The current charter was enacted in 2012 by a vote of Detroit residents. The body lost its power when the city became bankrupt in 2013, when Emergency Manager Kevyn Orr executed Executive Order 11. This authority was restored by a vote of the Detroit City Council in September 2015.

==Composition and authority==

Board of Police Commissioners has 11 members, seven are elected from each Police Commission District and four are appointed by the Mayor.

===Current members===

| District | Commissioner | Position | In office since |
|---|---|---|---|
| District 1 | Henrietta Ivey |  | 2026 |
| District 2 | Lavish T. Williams |  | 2026 |
| District 3 | Darious Morris |  | 2026 |
| District 4 | Scott Boman |  | 2026 |
| District 5 | Beverly J. Watts | Vice-Chair | 2026 |
| District 6 | Lisa Carter |  | 2014 |
| District 7 | Victoria Camille |  | 2026 |
| Appointed | Robert Jones | Chair | 2025 |
| Appointed | Eva Garza Dewaelsche |  | 2023 |
| Appointed | Darryl Woods |  | 2024 |
| Appointed | vacant |  |  |

==Districts==

Police Commissioner districts have identical boundaries to the City Council districts. Each commissioner serves a four-year term.

==Controversy==

===Open Meetings Act===
Members and non-members have criticized the commission for alleged violations of the Michigan Open Meetings Act. On April 4, 2019, Robert Davis brought suit against the board alleging that they had been meeting privately with upper-tier members of the Detroit Police Department regarding personnel and business contracts. In response, Wayne County Circuit Court Judge Daniel Hathaway ordered then Chairman Willie Bell to a show cause hearing because the judge was considering a temporary restraining order against the board.

At the April 11, 2019, board meeting, Fifth District Commissioner Willie Burton moved to open all committee meetings to the public. This was the third meeting at which he had made the motion, and it failed to be seconded.

On October 14, Detroit’s Office of the Inspector General found that the Board of Police Commissioners had abused its authority by delegating hiring power to its secretary, Gregory Hicks. The Inspector General initiated the investigation after receiving a complaint on November 14 2019. The investigation concluded that the commission abused its authority in 2016 by delegating its charter-mandated authority to Hicks, which the report said caused violations of the Michigan Open Meetings Act afterwards.

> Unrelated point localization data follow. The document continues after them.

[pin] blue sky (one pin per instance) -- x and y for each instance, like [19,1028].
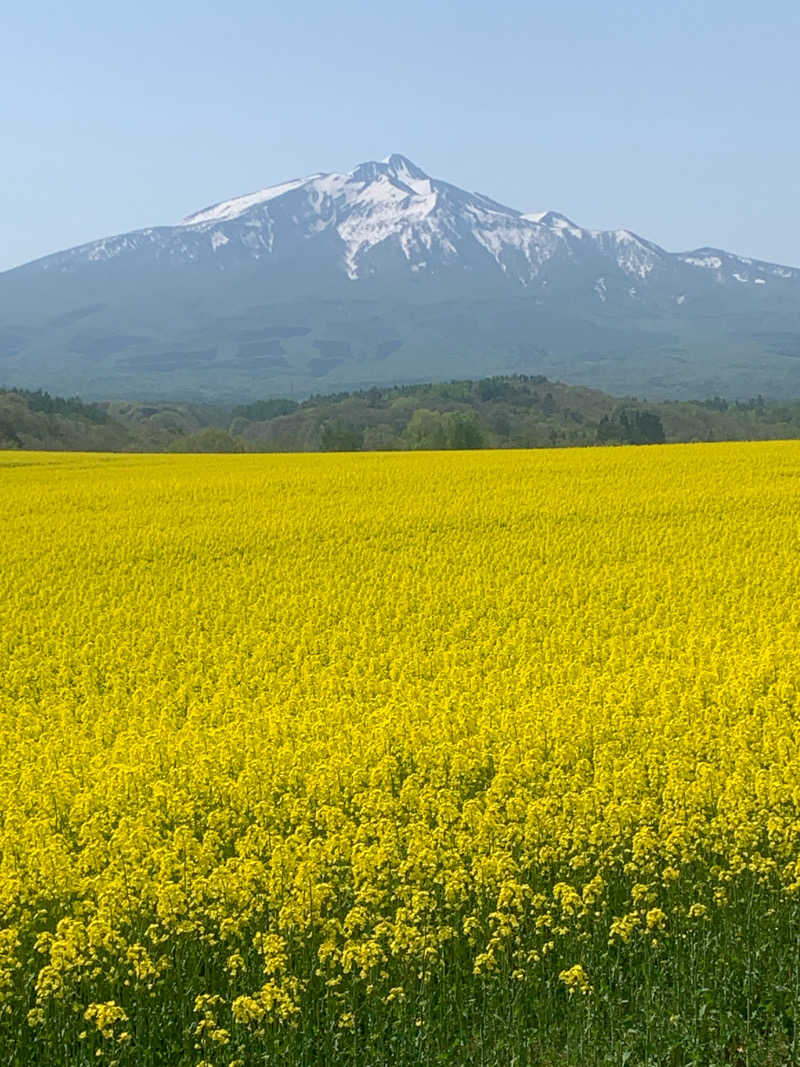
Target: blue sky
[676,120]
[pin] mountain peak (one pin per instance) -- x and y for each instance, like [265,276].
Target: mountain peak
[402,166]
[395,166]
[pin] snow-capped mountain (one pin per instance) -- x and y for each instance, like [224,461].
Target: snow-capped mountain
[376,274]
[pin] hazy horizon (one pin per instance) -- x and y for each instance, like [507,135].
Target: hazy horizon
[677,124]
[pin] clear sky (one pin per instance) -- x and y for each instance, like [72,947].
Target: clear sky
[677,120]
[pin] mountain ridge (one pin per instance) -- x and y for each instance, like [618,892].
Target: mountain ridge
[384,273]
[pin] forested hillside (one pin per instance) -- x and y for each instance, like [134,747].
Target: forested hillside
[508,412]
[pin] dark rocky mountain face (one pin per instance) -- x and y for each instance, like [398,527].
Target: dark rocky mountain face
[387,275]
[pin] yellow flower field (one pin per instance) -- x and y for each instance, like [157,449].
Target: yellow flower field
[405,758]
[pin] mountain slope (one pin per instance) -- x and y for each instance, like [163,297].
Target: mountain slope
[385,274]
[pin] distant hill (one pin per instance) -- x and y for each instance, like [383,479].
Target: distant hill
[385,275]
[500,412]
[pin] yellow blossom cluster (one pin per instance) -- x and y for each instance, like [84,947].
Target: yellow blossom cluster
[277,729]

===Facial Recognition Technology Debate===
The Detroit Board of Police Commissioners received global notoriety after the newly appointed Chair Lisa Carter had Police arrest Commissioner Willie Burton during a meeting. Carter said Burton was arrested for speaking out of turn, while Burton said it was an attempt to silence citizen voices. Many community members had shown up to the meeting to express their disapproval of facial recognition technology. Some of them wore masks in protest.

Facial recognition technology became a matter of local public interest on June 13, 2019, when the board held a meeting to defend a proposed policy on the technology and to hear public comments. They had scheduled a vote on the technology for June 27. The meeting came a year after Detroit agreed to pay surveillance vendor $1 million in order to stream live video to locations where they could monitor it. The Detroit Police had been using the technology for two years at the time of the meeting.

Following the July 11 arrest, Detroit became divided over the technology. At later meetings, the American Civil Liberties Union and other community organizations expressed opposition to use of the technology by law enforcement.

The Board approved a facial recognition technology policy on September 19, 2019, with more restrictions than the police department had originally asked for.